GBV survivors supported by People Opposing Women Abuse

Johannesburg- People Opposing Women Abuse (POWA) recently ran a range of skills development programmes, supported by the organisation, for 21 Gender-Based violence survivors supported by the organisation.

This enabled 10 of them to get learners and driving licences – code 10, while 11 others have benefited from gaining skills in wig making, nailcare and eyelash extension.

Jeanette Sera, POWA’s Acting Executive Director, says the organisation provides various skills development programmes to GBV survivors to enable them to generate an income.

“A large number of abused women supported by POWA are young, unemployed and/or unskilled, so struggle to make a living,” she said.

“Skills development opportunities are critical to enabling them to build their confidence, unleash their potential and earn an income.  By having a greater degree of financial independence, they are less likely to return to their abusers because they can support themselves and their children.”

Over the years, women across the country have fallen victim to being raped, robbed and trafficked by men offering them fake job opportunities. By providing women with skills to assist them to make a living, they are less likely to be lured by promises of employment that put them in danger.

Funding to enable these 21 GBV survivors to get their driving licences and various skills in beauty therapy was provided by HSBC, one of the world’s largest banking and financial services institutions.

Mirriam Mulaudzi, the owner of Khubeka Driving School on the Vaal and the Shumani Driving School in Soweto, said having a licence empowers GBV survivors to pursue a better life after abuse because it betters their chances of finding employment in various fields. It also gives them the opportunity to generate an income by becoming Uber or Bolt drivers.

Puleng Makaba (31), a GBV survivor who received counselling at the POWA Evaton office, is one of the women to benefit from this initiative.

She is currently unemployed and feels that having a licence will increase her chances of finding a job in office administration.

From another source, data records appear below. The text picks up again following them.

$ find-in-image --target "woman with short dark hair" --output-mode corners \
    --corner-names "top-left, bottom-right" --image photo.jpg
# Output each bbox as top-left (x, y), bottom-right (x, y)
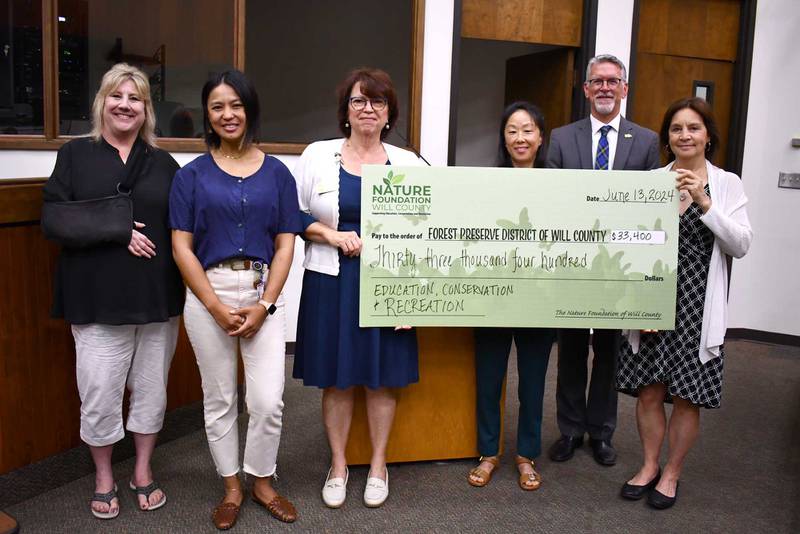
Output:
top-left (293, 67), bottom-right (421, 509)
top-left (170, 69), bottom-right (301, 528)
top-left (467, 101), bottom-right (554, 491)
top-left (617, 97), bottom-right (752, 509)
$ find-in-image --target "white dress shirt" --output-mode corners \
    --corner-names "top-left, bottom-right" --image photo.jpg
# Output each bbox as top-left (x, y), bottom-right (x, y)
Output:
top-left (590, 113), bottom-right (622, 170)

“I put my whole heart into getting my driving licence,” she said. “Driving lessons are expensive and there’s no way I would have been able to afford them as I’m not working. I’m truly grateful to have been given this big opportunity.”

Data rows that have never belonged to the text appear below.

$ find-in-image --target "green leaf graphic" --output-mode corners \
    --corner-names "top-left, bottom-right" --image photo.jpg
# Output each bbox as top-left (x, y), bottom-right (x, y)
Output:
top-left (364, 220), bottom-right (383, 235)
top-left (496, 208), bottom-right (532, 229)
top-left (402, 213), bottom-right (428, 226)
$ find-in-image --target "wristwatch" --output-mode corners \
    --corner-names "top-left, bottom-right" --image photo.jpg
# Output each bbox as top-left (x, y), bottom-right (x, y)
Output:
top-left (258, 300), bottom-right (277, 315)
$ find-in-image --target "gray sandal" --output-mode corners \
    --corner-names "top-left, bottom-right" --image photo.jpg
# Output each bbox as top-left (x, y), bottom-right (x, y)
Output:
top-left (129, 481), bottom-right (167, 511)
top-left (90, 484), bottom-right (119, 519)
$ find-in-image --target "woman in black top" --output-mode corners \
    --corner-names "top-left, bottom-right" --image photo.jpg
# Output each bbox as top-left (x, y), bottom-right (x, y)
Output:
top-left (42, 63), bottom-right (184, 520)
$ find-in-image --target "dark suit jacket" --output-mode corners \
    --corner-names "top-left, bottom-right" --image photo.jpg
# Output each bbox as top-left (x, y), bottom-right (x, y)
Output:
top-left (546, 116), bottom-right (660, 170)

A survivor who stayed at POWA’s East Rand Shelter has now also got her licence, which is a stepping stone towards fulfilling her goal of pursing a career in tourism.

“Getting my licence has really built my confidence. My ex-partner called me useless and said I couldn’t do anything. Now I know I’m none of those things. Before I put all my time and efforts into him and my kids. Now I get to develop myself which I really appreciate.”

Through training provided by Carol Monstho, the founder and owner of Rabboni Beauty Salon in Johannesburg, the 11 survivors were taught to make full cap wigs, mesh wigs and side part wigs, how to do acrylic and gel nails as well as eyelash extensions. Additionally, they were empowered with marketing tips, gaining valuable insights on various issues like producing pamphlets and videos to promote a beauty salon business and the importance of staying on top of new trends.

One survivor, staying at a POWA shelter, has just come out of a financially and emotionally abusive 30-year marriage. Having recently qualified as an estate agent, she says the beauty skills training will assist her to earn an income during periods when she doesn’t make property sales.